Pourtant, de nombreux établissements de santé considèrent cette situation comme un obstacle. « C’est le résultat d’une vision plutôt dépassée du travail et des carrières », explique-t-il. « Dans un secteur confronté à une grave pénurie de personnel, nous devrions donner aux gens la liberté de choisir le type de travail qui leur convient le mieux. »
La vision de Federgon est claire à propos des clauses de non-débauchage. « Si un établissement de santé souhaite embaucher directement des intérimaires ou des travailleurs projectsourcing, une indemnité de débauchage devra être payée. Cette compensation tient compte de la période écoulée et est déterminée contractuellement par les parties. Cette mesure empêche les prestataires externes d’être « dépouillés » et garantit une coopération équilibrée entre toutes les parties.
Selon lui, l’affirmation selon laquelle les intérimaires ou les freelances coûtent deux fois et demie plus cher est tout simplement fausse. « La rémunération des intérimaires est basée sur le principe de l’utilisateur-payeur, c’est-à-dire selon les barèmes officiels. »
De nombreux groupes de soins de santé ont eux-mêmes leur mot à dire sur le niveau des salaires par le biais d’appels d’offres publics. « Ils se plaignent des coûts, mais ils déterminent eux-mêmes les conditions. »
Pour Paul Verschueren, la solution est évidente : « Vous ne trouverez pas de personnel supplémentaire en interdisant le travail flexible. Un groupe de soignants veut prendre en main sa carrière et aujourd’hui, c’est lui qui mène la barque. Laissons-les donc choisir leur mode de travail. Il s’agira de trouver un équilibre entre les aspirations et les attentes des soignants et des établissements de santé. C’est la seule façon de remédier durablement à la pénurie de personnel. »
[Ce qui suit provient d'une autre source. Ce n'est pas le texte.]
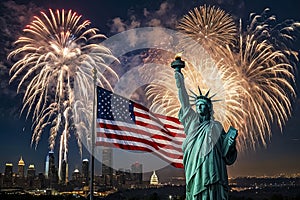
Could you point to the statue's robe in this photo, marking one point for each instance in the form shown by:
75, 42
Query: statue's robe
206, 155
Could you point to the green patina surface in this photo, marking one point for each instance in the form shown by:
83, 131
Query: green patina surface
207, 148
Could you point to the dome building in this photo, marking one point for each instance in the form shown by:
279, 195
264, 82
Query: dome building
154, 179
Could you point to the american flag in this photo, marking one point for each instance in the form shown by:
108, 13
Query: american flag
122, 123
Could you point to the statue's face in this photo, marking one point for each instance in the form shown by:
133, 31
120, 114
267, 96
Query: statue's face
202, 109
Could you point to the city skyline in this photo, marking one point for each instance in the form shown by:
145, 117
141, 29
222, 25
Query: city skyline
280, 155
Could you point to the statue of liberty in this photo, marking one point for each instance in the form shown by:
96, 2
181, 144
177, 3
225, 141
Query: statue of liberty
207, 148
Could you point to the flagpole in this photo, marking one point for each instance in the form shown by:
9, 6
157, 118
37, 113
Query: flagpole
93, 135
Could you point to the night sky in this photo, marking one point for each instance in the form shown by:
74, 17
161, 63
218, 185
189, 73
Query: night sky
283, 149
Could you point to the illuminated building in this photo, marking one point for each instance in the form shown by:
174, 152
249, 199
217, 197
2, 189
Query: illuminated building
85, 171
64, 172
8, 175
21, 167
137, 172
107, 171
154, 179
30, 175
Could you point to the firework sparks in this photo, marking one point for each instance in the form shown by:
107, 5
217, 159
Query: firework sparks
256, 74
209, 26
57, 53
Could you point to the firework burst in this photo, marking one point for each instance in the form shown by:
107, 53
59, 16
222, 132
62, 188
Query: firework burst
208, 26
55, 62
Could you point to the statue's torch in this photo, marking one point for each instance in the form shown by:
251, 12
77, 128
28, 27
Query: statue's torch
177, 64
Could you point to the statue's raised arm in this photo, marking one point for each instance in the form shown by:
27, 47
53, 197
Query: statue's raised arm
182, 93
177, 64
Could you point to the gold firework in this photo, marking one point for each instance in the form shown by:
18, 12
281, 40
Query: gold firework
55, 62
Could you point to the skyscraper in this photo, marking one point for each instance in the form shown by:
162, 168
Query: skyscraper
47, 167
107, 171
21, 166
137, 172
85, 172
30, 175
154, 179
64, 172
52, 171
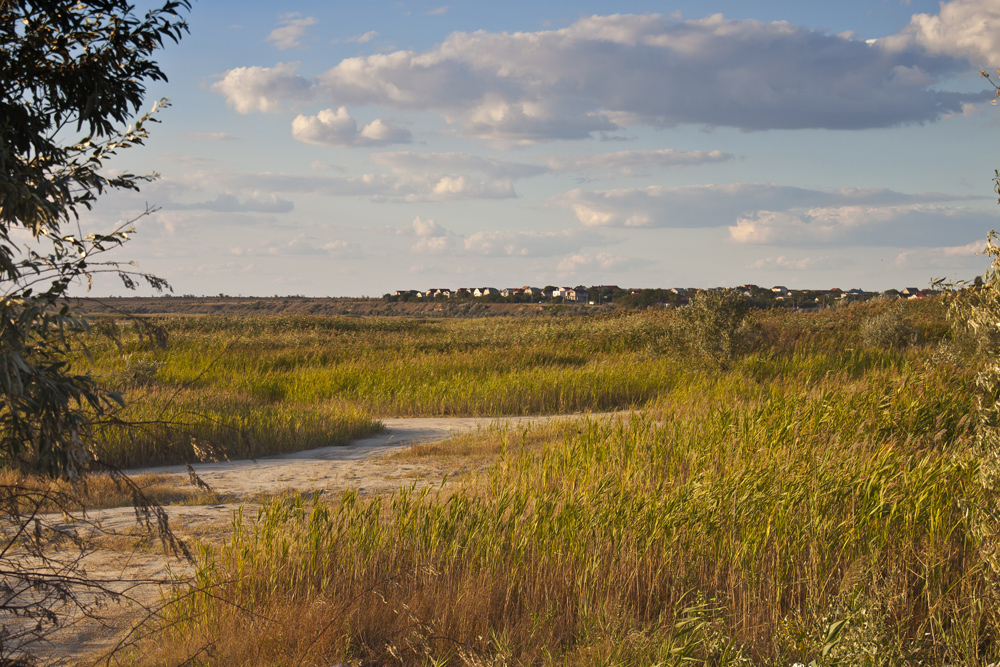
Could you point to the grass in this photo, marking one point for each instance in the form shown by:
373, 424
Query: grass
813, 502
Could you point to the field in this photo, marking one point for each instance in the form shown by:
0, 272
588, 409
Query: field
809, 494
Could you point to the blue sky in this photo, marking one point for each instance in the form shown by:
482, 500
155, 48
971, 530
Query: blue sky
342, 149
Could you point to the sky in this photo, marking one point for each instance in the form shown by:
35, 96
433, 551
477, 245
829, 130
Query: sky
353, 149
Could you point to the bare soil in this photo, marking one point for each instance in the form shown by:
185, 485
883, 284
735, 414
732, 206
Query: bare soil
127, 559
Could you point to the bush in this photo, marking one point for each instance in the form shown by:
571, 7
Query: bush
718, 327
887, 330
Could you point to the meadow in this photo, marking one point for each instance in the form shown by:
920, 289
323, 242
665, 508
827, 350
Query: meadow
812, 498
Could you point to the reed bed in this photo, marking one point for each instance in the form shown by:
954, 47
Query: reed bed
811, 504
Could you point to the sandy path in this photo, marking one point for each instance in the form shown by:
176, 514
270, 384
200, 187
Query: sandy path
360, 464
330, 468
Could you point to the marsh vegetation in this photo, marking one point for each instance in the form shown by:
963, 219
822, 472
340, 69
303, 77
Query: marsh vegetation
811, 498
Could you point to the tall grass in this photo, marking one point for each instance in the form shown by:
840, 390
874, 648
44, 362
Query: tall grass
811, 503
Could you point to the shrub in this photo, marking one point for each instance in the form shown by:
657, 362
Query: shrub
718, 327
887, 329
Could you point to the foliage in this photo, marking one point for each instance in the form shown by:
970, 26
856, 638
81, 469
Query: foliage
73, 74
777, 513
887, 329
717, 326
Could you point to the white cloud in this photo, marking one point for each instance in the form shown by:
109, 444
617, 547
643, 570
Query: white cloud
428, 228
720, 205
337, 128
605, 71
289, 34
910, 225
435, 245
965, 28
362, 39
442, 176
264, 89
628, 163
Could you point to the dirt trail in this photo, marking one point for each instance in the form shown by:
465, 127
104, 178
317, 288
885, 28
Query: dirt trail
361, 464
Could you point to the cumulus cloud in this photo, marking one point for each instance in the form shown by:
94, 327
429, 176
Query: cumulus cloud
337, 128
966, 28
718, 205
362, 39
605, 72
229, 203
264, 89
442, 176
628, 163
289, 34
432, 238
911, 225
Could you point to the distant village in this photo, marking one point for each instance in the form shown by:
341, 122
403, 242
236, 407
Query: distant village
778, 295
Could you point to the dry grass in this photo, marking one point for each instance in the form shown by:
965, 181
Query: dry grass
810, 503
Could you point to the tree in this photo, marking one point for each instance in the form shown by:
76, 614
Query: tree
74, 75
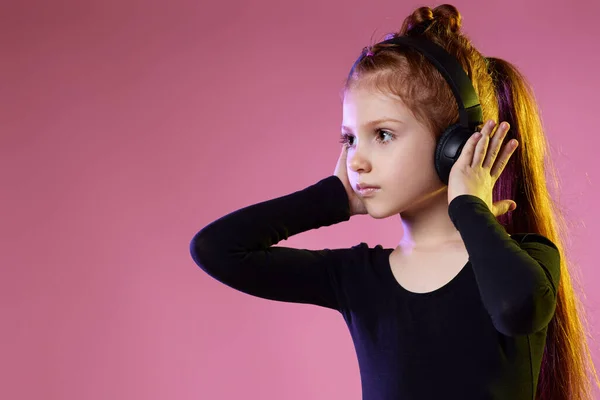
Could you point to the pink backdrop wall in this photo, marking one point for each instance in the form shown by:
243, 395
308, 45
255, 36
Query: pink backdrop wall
127, 126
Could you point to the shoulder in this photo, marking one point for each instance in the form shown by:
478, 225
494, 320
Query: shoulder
535, 239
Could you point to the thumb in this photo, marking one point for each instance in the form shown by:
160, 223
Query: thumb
504, 206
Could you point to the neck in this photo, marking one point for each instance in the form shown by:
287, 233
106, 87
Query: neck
427, 225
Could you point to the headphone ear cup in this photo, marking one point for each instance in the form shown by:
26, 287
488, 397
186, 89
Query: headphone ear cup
448, 149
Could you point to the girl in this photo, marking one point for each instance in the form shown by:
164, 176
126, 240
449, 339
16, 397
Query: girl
476, 300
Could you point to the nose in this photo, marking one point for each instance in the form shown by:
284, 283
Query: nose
358, 162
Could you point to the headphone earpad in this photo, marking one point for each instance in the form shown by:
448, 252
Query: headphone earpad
448, 149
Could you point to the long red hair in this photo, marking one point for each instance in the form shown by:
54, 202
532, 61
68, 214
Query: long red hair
567, 371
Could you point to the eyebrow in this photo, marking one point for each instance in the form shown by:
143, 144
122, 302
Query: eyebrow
374, 122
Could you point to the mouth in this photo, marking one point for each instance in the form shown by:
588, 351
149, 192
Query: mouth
368, 191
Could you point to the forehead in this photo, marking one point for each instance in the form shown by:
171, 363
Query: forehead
365, 102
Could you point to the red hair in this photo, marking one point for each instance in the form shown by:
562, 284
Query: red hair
567, 371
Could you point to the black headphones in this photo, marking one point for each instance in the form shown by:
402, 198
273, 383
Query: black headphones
455, 136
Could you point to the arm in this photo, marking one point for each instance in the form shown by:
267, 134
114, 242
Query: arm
238, 251
518, 282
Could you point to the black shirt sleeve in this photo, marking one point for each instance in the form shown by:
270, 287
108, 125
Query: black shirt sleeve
238, 249
517, 279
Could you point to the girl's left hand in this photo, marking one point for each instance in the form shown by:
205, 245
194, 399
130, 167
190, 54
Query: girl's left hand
477, 169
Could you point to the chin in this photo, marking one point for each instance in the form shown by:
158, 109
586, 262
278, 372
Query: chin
379, 213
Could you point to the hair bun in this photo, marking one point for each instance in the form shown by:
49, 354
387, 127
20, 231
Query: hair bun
446, 17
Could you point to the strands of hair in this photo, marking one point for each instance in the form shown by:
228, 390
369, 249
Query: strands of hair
567, 371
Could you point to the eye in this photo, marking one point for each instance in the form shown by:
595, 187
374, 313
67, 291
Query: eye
346, 138
386, 133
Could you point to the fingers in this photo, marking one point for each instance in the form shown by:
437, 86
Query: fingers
482, 144
466, 154
495, 145
507, 152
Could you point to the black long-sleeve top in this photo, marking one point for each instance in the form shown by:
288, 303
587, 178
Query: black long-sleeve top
481, 336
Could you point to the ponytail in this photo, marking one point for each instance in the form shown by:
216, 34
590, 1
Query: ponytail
567, 371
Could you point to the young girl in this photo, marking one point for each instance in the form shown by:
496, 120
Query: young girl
476, 300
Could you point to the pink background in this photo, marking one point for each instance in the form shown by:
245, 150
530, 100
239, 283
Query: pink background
127, 126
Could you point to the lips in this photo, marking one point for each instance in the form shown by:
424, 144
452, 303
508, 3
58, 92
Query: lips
364, 186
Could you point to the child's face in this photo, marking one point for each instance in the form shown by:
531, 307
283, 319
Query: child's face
398, 157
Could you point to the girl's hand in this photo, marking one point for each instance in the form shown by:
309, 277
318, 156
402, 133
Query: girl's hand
356, 204
477, 169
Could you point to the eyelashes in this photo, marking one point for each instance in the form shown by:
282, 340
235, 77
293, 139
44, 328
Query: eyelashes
345, 137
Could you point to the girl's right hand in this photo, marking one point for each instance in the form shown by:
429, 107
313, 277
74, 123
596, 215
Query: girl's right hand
356, 204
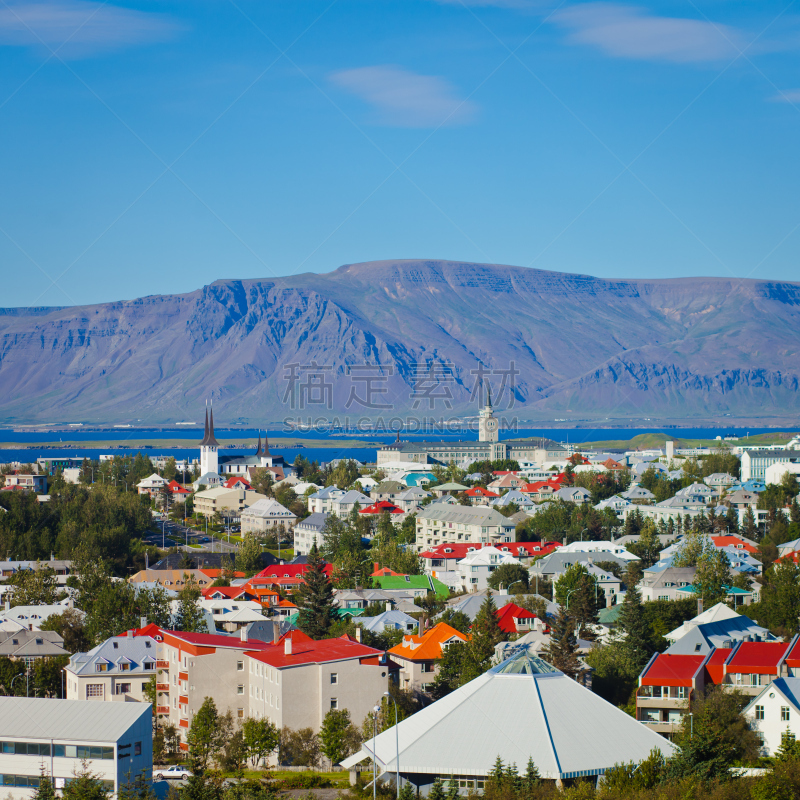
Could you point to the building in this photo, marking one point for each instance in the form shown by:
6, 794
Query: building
227, 502
419, 656
309, 531
755, 462
117, 669
60, 736
440, 524
265, 515
773, 711
523, 708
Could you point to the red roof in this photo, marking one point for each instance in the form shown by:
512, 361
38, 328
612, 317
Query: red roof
380, 507
672, 670
289, 571
508, 613
460, 550
757, 657
307, 651
479, 491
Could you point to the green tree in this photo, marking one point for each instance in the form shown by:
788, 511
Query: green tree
338, 736
205, 736
314, 598
507, 575
260, 737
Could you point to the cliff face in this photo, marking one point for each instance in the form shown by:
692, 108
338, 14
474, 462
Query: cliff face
578, 344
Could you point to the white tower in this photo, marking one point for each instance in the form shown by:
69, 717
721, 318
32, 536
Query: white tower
209, 457
487, 424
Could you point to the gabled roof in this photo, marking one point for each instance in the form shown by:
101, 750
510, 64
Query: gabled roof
428, 647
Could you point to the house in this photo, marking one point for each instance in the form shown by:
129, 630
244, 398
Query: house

Vous ne trouverez pas de personnel supplémentaire en interdisant le travail flexible.
Affaire à suivre…
Selon ces experts, une approche globale est indispensable pour renforcer réellement le secteur de la santé. Dans les mois à venir, nous verrons comment le gouvernement fédéral concrétisera les mesures susmentionnées. Quoi qu’il en soit, le secteur reste vigilant et demande à être consulté pour une mise en œuvre réfléchie.